Ever been frustrated with the IEEE Xplore Digital Library because you couldn’t find a paper when you searched the author’s name? Or maybe you’re an author who searched for one of your own papers and came up empty-handed.
This problem is not unique to IEEE Xplore; all digital libraries are saddled with this issue. That’s because authors use variants of their names on their research papers. An author may spell out a full first name on one paper but use a middle name or their initials on others. Or a researcher may use a shortened version of a first name—say, Kathy rather than Katherine—or even a nickname. And authors’ last names often change because of marriage or divorce. This contributes to inconsistencies in author records that can make finding all the papers written by an author tedious and frustrating.
IEEE has felt this frustration, and it recently upgraded IEEE Xplore’s author search function by creating a master record for each author that lists all variants of that person’s name. This has made for faster and more targeted results. Now when someone searches for an author, up comes a list of all versions of the author’s name, along with a count of the articles found under those names, as well as their titles. Authors’ affiliations are included, too.
“Improving the author search in IEEE Xplore has been No. 1 on the users’ wish list of improvements,” says Prakash Bellur, senior director of IEEE platform design, in Piscataway, N.J. “This was the right thing to do, so we made the investment and spent the time to clean up the data. If we had delayed, the problem would only have grown because the more authors you have, the larger the cleanup effort.”
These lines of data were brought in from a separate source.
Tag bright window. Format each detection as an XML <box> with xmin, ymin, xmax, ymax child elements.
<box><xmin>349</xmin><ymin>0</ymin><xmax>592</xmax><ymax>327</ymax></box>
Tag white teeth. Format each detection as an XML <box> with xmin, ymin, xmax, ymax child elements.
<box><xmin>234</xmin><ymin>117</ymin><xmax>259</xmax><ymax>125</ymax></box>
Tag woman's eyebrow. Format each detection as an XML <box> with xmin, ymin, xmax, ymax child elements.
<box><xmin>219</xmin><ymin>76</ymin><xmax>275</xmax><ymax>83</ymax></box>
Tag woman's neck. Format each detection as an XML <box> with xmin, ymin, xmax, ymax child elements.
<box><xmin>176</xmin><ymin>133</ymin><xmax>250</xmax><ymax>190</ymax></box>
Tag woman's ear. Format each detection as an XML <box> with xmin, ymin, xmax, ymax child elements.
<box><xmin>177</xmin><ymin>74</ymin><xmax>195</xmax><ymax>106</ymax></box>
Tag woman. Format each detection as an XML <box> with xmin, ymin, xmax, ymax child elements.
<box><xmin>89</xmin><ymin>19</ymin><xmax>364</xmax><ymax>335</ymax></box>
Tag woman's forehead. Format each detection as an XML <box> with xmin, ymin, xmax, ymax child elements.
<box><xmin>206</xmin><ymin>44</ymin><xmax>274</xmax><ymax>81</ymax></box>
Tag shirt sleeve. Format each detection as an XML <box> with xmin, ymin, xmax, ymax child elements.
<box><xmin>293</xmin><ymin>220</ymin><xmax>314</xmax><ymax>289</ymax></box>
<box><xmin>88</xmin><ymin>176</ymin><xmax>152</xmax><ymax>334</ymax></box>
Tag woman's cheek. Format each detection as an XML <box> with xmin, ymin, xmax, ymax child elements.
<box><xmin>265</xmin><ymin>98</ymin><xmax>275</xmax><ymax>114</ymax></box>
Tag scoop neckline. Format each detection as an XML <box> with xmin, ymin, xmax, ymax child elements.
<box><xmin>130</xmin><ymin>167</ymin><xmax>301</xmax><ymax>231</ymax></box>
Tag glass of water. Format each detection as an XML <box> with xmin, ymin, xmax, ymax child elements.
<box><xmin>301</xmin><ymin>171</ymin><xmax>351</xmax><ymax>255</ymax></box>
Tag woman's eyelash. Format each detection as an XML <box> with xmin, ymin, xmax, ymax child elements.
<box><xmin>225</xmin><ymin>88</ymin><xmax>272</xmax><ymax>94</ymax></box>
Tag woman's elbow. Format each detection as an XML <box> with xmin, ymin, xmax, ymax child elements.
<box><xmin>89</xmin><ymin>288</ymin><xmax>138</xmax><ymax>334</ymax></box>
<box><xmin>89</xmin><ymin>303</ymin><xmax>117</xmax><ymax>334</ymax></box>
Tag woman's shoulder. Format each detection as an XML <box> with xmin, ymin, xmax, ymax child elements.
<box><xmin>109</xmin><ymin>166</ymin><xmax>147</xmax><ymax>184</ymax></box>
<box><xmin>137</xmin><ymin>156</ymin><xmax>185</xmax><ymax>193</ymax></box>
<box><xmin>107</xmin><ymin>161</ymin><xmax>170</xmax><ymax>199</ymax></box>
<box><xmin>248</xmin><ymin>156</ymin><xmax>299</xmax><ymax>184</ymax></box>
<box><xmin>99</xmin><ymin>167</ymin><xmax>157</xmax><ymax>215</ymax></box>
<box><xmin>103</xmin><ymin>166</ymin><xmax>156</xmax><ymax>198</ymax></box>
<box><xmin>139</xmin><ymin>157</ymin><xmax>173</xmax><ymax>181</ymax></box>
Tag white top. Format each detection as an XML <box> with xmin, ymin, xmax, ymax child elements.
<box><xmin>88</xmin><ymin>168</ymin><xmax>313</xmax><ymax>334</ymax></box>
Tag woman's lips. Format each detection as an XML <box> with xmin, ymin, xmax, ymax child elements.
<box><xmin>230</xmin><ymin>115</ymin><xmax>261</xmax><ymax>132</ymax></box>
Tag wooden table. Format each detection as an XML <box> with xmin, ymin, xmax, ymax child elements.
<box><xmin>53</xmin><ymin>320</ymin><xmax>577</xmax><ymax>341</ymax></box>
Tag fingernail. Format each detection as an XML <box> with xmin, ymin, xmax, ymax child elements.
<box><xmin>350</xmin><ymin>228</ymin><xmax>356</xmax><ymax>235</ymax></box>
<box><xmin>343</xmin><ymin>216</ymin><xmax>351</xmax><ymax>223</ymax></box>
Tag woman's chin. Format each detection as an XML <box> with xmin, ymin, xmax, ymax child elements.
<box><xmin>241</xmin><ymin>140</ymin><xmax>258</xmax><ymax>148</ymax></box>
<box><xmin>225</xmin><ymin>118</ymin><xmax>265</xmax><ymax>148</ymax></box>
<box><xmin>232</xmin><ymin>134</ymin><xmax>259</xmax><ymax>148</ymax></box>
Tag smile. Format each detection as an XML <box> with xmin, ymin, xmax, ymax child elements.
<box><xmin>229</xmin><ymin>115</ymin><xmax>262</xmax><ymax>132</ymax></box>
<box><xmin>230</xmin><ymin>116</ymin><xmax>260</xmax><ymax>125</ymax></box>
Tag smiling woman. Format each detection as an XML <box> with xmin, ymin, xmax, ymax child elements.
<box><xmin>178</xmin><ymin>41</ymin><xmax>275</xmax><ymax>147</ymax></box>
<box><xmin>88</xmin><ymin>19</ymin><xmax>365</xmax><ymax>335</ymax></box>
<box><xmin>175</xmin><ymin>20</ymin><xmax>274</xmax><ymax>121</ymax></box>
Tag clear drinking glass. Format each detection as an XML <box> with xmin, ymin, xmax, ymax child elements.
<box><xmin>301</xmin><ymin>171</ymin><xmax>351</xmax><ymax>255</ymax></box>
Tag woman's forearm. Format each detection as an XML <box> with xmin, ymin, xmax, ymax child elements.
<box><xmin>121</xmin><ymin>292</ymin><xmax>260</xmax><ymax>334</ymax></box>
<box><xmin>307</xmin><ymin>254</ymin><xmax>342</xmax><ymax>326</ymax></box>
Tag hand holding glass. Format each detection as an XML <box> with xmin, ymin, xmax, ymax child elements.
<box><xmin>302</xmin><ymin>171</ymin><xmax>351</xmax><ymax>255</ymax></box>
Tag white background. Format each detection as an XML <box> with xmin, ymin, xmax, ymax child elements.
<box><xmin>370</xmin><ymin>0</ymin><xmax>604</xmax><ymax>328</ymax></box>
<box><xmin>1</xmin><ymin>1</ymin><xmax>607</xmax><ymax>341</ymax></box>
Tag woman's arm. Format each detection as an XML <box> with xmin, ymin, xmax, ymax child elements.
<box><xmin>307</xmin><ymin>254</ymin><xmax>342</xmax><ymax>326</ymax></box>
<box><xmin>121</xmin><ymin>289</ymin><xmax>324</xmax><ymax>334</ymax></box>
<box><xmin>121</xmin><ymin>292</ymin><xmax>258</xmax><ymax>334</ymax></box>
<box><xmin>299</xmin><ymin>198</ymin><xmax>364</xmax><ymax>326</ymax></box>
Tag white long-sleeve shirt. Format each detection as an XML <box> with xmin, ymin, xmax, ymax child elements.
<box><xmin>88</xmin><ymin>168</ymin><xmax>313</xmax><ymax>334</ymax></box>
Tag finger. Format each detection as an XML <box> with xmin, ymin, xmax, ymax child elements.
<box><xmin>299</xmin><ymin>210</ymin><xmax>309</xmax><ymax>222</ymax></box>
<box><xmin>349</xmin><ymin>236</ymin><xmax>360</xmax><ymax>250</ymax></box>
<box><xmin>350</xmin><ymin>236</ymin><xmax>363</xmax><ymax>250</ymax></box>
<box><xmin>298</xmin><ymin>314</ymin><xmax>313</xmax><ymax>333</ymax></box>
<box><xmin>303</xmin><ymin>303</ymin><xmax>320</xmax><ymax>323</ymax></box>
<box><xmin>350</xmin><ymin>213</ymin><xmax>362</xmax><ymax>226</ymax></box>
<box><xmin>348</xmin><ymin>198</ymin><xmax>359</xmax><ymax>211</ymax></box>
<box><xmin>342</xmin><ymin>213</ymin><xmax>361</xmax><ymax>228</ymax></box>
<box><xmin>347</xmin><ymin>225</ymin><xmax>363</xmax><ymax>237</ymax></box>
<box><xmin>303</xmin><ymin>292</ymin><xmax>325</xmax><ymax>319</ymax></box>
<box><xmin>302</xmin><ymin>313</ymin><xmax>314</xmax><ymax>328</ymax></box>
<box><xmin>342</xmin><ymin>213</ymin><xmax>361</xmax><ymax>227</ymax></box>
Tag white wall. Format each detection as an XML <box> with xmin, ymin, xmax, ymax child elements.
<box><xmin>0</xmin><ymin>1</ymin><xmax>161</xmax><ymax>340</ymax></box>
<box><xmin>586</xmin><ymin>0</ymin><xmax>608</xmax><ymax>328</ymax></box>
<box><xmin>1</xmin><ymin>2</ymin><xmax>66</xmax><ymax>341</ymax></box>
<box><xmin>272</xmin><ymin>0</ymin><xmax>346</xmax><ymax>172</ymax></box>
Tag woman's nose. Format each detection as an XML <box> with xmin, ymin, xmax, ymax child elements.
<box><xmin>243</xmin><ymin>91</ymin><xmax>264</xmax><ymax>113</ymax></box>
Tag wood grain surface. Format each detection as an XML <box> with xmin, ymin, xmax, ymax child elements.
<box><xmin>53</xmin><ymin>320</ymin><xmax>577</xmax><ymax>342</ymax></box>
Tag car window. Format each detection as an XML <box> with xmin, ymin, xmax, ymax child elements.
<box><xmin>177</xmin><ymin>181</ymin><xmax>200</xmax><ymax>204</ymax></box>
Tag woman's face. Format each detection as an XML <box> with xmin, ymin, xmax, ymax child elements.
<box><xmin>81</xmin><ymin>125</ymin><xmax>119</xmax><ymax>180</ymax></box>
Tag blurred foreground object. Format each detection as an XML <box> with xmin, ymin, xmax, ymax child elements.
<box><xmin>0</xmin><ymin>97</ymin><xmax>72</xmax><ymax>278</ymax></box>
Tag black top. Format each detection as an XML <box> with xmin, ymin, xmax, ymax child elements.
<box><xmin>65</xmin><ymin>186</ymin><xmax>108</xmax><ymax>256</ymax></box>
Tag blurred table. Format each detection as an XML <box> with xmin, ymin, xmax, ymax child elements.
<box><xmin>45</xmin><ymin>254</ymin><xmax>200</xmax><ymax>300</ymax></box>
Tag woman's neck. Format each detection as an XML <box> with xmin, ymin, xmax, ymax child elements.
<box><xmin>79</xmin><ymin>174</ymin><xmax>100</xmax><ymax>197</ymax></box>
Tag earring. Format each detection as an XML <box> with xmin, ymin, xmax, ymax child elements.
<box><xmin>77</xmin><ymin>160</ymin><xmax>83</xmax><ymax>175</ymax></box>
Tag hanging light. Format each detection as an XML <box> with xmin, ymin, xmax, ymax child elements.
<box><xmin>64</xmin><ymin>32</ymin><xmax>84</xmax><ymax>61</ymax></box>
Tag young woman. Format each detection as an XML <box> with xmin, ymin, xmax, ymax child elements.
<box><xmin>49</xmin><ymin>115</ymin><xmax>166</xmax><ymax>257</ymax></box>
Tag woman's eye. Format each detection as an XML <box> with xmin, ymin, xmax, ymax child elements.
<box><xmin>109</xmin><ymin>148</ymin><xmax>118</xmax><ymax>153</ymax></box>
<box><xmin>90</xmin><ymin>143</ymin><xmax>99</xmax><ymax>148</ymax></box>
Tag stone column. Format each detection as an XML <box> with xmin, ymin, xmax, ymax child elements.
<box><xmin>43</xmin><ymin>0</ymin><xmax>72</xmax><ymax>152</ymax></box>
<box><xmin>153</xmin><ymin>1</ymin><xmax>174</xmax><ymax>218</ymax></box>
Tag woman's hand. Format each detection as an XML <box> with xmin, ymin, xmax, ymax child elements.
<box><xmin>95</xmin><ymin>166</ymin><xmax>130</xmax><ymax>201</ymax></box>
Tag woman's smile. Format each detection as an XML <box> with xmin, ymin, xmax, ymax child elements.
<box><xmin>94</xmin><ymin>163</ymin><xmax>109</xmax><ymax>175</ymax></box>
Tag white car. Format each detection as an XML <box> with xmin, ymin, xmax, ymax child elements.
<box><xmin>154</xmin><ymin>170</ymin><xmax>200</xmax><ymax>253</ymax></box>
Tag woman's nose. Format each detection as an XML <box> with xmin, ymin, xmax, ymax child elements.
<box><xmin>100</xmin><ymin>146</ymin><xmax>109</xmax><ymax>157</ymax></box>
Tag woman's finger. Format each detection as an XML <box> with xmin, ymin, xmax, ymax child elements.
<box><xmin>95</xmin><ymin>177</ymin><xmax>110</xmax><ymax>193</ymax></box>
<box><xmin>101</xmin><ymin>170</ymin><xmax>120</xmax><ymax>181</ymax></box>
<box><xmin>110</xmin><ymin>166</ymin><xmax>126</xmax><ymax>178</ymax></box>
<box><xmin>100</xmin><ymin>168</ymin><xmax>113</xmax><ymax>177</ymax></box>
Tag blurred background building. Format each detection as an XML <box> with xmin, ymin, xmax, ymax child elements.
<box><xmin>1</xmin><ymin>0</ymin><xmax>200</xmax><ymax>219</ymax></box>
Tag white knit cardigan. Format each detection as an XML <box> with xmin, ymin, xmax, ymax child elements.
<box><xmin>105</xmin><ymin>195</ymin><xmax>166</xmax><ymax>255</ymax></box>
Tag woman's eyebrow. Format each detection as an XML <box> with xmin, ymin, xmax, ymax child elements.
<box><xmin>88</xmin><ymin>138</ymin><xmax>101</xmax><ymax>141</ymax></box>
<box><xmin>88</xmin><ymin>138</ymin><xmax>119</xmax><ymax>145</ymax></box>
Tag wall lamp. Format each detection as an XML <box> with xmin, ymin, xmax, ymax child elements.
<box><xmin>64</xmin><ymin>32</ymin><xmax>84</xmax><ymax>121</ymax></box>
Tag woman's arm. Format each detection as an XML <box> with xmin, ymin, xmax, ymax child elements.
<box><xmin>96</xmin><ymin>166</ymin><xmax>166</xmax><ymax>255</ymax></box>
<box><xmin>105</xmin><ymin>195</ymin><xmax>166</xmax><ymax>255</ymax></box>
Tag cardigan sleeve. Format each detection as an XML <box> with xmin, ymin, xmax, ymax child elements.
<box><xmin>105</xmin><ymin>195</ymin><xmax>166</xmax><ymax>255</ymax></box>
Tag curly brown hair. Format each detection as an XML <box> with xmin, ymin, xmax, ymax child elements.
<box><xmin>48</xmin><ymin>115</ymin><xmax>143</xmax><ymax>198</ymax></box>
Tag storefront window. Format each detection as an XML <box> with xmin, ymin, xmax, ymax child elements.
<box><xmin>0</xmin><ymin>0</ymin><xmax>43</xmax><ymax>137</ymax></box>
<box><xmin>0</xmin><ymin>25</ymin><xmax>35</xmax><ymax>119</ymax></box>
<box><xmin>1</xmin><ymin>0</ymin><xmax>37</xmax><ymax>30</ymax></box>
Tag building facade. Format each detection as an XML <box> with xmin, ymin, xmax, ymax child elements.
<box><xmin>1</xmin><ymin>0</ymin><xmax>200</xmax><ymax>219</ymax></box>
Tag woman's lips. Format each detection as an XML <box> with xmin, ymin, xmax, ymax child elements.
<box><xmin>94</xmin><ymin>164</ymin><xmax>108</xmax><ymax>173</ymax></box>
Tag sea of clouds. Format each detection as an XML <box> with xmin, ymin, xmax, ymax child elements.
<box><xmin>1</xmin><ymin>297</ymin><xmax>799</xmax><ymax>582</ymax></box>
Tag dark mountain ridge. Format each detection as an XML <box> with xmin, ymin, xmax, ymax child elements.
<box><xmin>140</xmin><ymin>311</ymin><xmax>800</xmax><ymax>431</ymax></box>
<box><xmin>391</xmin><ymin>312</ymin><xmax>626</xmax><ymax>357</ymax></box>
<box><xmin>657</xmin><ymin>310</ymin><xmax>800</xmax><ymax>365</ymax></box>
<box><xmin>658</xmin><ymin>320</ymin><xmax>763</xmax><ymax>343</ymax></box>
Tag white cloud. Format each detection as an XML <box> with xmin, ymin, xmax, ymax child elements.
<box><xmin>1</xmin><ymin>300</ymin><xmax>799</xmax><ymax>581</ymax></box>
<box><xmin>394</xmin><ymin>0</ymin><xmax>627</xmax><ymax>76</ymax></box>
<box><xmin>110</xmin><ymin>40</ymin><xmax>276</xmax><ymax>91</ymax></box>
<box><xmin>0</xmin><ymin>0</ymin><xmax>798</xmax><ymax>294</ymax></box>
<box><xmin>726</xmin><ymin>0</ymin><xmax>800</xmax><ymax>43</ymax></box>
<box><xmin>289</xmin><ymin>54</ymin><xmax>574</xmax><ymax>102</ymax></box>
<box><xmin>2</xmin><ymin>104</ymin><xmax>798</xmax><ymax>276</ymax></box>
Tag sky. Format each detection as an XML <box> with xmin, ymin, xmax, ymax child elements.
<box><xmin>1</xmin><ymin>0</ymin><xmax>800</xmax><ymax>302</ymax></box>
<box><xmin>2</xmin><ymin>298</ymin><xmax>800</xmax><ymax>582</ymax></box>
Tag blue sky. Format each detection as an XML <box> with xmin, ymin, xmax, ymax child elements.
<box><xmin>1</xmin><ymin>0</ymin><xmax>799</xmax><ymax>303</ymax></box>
Starting in 2012, IEEE’s database of 10 million author records underwent a massive cleanup process known as disambiguation. Sophisticated algorithms were used that compared the author or authors of each article against other articles written by those with similar names. The algorithm made certain assumptions based on the paper’s topic, citations, and the authors’ organizational affiliations, according to Gerry Grenier, senior director of IEEE publishing technology, also in Piscataway.
For example, Robert K. Smith, who writes about robotics and works at Georgia Tech, is most likely the same R.K. Smith who also writes on that topic and works at the same university. If enough criteria match, the system creates a master record for the author and assigns it a unique identifier. After the cleanup, the database had been boiled down to 4 million unique author records. As new authors and their articles are added to IEEE Xplore, their records also undergo the matching process.
“That uniqueness number will probably go down even further as we continue to clean up,” Grenier says. “There may still be anomalies or inconsistencies, but this is a work in progress.”
“The author disambiguation work is the first phase in improving the IEEE Xplore experience for authors and researchers,” Bellur continues. Future plans include individual profile pages that authors can update to ensure information is accurate and current.